Ghana has reaffirmed its commitment towards the implementation of decisions of the African Court on Human and Peoples’ Rights.
It is among the six African Union Members States that have so far signed the declaration and deposited it.
Article 34 of the Protocol of Ratification stipulates that “at the time of ratification of this Protocol or any time thereafter, the State shall make a declaration accepting the competence of the African Court to receive cases under Article 5(3) of this Protocol.
“The African Court shall not receive any petition under article 5(3) involving a State which has not made such a declaration.”
Article 5(3) states: “The African Court may entitle relevant Non-Governmental Organizations (NGOs) with observer status before the Commission, and individuals to institute cases directly before it, in accordance with article 34(6) of this Protocol.
Ghana’s position was affirmed on Monday by Mr Kwame Anyimadu-Antwi, Chairperson, Constitutional Committee on Legal and Parliamentary Affairs of Parliament, who is part of Ghana’s delegation at the International Conference on the Implementation and Impact of Decisions of the African Court in Dar es Salaam, Tanzania.
He noted that as sign of commitment to the African Court, Ghana signed the declaration on February 9, 2011, and deposited it on March 10th, 2011 to allow Ghanaian citizens and non-governmental organisations to file cases at the African Court.
Ghana has been joined by five others African Countries namely Burkina Faso, The Gambia, Mali, Malawi, and Tunisia to have taken the bold step to accept the authority of the African Court.
Contributing to discussion on the implementation of African Court’s decision, experiences from the legislature; Mr Anyimadu-Antwi noted that Ghana as demonstration of its commitment to the African Court has implemented judgements against the state; “in fact in all the cases that Ghana was dragged to the African Court, the nation worn.
“It was only one case where an interlocutory order drew a bit of hiccups but the nation worn the substantive case”.
Justice Emmanuel Yonny Kulendi a Justice of the Supreme Court of Ghana, contributing to the discussion, noted that there was a fundamental challenge to the structure of the African Court and called for review.

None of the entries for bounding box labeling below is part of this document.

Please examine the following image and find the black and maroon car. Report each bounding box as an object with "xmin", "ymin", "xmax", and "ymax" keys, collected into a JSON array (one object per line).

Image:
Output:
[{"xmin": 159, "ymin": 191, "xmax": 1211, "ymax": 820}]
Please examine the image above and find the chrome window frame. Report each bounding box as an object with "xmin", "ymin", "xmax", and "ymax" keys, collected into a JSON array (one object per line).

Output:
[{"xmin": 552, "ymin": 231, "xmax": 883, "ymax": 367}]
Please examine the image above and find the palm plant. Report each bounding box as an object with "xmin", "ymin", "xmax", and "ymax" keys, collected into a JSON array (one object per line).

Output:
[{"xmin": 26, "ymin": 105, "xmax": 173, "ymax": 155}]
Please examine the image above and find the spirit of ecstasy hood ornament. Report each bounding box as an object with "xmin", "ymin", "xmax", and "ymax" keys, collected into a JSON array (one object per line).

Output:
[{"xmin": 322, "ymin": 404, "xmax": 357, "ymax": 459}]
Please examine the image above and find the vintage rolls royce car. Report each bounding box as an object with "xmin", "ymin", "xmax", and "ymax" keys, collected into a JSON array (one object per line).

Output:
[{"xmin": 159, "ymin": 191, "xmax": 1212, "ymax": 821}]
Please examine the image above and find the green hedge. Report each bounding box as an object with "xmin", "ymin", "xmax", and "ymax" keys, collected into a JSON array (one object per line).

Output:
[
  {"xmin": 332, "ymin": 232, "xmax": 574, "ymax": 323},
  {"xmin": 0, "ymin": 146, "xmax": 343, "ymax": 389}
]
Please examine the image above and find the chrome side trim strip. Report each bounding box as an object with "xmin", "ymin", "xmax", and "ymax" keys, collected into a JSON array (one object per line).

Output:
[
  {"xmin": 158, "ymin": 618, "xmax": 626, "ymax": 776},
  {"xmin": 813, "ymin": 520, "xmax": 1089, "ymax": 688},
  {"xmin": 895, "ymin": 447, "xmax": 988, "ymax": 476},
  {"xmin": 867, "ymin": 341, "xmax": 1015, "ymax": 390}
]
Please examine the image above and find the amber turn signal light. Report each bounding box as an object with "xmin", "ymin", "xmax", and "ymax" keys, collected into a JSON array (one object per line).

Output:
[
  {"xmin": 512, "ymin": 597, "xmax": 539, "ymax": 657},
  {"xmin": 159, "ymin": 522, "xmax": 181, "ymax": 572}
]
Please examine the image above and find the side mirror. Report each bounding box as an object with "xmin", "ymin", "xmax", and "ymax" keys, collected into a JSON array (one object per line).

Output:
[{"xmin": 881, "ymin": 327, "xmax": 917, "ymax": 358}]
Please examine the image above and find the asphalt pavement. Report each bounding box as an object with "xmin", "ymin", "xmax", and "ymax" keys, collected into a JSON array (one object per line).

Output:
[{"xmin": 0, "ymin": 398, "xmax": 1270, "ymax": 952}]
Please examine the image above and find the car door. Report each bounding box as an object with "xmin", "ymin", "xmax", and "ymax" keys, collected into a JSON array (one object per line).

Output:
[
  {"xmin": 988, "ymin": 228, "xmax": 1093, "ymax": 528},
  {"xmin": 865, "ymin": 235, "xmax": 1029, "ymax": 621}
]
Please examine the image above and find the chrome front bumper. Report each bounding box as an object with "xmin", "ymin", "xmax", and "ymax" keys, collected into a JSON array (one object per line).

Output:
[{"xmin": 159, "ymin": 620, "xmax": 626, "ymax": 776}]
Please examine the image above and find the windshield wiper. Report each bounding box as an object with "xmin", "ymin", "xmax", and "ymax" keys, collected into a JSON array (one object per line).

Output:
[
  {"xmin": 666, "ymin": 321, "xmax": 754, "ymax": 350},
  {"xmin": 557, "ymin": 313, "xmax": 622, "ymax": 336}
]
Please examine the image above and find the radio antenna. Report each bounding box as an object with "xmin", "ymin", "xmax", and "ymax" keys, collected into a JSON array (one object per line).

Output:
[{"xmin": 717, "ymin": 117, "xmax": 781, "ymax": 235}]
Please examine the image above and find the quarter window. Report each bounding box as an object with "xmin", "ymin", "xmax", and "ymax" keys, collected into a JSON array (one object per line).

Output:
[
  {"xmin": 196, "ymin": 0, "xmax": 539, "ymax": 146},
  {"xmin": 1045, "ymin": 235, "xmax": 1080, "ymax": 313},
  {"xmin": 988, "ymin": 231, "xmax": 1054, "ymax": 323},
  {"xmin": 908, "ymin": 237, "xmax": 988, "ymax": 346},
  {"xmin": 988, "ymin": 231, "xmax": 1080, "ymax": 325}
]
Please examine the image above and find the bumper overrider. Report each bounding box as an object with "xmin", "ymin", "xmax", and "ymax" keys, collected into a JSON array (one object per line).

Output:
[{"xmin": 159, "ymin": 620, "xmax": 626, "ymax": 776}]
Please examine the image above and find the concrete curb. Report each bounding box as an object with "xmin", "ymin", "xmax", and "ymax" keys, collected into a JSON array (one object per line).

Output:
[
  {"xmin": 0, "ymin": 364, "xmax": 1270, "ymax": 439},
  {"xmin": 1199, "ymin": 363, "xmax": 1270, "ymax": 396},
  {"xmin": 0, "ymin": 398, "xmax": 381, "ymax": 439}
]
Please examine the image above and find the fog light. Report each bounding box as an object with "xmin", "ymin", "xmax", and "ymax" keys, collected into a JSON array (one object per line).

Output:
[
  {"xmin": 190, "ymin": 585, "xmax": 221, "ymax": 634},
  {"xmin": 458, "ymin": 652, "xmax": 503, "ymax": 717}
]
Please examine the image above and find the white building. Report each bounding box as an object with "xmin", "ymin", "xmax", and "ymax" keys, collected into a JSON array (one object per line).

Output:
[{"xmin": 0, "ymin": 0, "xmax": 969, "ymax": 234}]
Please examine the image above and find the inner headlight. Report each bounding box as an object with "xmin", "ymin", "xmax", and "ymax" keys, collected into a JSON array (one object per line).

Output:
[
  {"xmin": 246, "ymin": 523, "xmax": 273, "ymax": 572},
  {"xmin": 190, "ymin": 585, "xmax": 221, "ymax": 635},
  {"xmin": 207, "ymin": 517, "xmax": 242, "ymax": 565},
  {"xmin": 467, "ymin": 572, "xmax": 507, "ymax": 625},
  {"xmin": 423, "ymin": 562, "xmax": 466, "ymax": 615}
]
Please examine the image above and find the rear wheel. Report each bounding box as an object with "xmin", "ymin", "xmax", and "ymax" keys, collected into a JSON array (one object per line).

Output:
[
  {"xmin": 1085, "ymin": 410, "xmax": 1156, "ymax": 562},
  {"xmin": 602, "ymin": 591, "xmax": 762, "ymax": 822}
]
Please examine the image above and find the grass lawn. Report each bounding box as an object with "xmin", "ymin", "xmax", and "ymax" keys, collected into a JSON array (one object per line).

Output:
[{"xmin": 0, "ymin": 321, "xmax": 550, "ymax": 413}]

He said for AU Member States to be committed in the implementation of the African Court’s decision, “we must check the structures that establishes it”.
Only 31 Member States have currently ratified the Protocol establishing the African Court out of these, only the six States have accepted the competence of the African Court according to its Act. 34 (6), according to which individuals and NGOs can directly file cases to the African Court.
In the absence of such a Declaration, the application must be submitted to the Banjul Commission first, which may then – after preliminary examination – decide to refer the case to the Court.